Auch wer Loetscher noch nicht kennt, aber eine gewisse Neigung zur Schweiz und ihrer bemerkenswerten Literatur empfindet, wird Freude an diesem Band haben. Und etwa dem unglaublichen Bericht über die grotesken Zeremonien folgen, die nach dem Tod Friedrich Dürrenmatts auf Geheiß seiner Witwe im Wohnhaus in NeuchaÆtel abgehalten wurden.
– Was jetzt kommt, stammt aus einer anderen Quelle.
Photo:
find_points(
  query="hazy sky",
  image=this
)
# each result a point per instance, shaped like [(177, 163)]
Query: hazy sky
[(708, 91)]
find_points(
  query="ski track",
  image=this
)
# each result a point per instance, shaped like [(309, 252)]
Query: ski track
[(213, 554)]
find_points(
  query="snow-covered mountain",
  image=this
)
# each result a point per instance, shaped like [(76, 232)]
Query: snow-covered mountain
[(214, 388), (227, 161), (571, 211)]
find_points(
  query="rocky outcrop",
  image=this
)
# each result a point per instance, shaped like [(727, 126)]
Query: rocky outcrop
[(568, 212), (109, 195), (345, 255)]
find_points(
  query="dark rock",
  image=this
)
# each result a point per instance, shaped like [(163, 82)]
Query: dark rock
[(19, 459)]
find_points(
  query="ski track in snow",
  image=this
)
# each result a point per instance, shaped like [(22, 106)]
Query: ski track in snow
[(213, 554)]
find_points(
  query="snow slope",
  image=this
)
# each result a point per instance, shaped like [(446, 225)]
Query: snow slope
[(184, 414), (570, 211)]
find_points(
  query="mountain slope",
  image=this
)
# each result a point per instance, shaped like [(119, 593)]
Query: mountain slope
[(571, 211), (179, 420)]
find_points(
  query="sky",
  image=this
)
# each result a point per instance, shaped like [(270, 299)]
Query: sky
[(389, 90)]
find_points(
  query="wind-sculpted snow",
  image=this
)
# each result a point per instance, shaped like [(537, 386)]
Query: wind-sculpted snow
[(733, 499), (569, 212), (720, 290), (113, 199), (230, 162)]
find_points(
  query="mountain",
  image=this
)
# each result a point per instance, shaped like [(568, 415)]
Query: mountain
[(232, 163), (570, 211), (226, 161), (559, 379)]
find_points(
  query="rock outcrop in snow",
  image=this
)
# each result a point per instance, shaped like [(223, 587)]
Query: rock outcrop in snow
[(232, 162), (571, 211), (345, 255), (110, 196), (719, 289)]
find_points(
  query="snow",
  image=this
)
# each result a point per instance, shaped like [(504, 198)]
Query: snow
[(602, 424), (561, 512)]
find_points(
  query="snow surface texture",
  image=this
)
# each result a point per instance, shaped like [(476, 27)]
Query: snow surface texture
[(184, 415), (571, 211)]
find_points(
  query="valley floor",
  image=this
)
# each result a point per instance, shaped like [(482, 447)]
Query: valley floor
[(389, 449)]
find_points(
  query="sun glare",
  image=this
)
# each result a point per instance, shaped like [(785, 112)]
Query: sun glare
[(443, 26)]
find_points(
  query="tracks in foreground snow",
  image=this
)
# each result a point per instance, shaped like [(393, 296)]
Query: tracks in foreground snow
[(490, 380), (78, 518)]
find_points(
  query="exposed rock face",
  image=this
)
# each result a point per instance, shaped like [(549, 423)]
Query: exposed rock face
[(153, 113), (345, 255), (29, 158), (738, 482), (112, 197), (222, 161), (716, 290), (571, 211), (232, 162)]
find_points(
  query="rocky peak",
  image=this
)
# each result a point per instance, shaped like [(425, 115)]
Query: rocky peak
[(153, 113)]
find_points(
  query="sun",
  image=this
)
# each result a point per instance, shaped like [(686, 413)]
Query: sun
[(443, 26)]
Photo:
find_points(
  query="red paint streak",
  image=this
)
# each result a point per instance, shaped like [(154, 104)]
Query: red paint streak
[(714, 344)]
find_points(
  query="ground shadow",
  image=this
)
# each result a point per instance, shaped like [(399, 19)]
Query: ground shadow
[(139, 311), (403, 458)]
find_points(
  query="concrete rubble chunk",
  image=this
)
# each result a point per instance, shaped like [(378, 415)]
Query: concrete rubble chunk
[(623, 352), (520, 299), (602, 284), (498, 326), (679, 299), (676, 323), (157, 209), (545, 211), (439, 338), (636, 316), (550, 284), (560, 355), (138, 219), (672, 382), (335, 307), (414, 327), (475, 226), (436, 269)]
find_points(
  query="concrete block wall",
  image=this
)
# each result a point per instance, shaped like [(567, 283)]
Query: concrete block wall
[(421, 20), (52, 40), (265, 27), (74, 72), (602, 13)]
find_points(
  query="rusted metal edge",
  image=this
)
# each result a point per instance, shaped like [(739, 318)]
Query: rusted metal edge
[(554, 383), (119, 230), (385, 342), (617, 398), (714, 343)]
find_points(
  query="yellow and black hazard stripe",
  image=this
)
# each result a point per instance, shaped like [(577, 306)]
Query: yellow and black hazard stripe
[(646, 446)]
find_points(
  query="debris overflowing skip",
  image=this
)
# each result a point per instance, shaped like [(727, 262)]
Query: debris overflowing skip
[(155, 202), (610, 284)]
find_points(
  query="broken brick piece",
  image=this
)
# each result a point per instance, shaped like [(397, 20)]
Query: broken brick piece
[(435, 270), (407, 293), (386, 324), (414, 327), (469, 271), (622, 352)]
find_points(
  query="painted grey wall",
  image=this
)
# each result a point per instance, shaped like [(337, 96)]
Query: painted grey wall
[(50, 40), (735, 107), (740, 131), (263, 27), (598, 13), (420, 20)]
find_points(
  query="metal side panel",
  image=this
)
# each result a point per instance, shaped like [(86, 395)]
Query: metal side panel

Oder den kühn, sprunghaft und assoziativ hingeworfenen Text "Im Helvetischen Chatroom" studieren. Hier setzt sich Loetscher unter Zuhilfenahme einiger markanter Zitate in Beziehung zu den lebenden Kollegen im Land, er skizziert nicht ohne Polemik sein schwieriges Verhältnis zu Adolf Muschg oder Thomas Hürlimann, gibt seine Abneigung gegen das schweizerische Ghetto der "Literatur schreibender Frauen" zu erkennen oder erinnert voller Sympathie die gemeinsamen Wege mit Niklaus Meienberg im Paris von 1968.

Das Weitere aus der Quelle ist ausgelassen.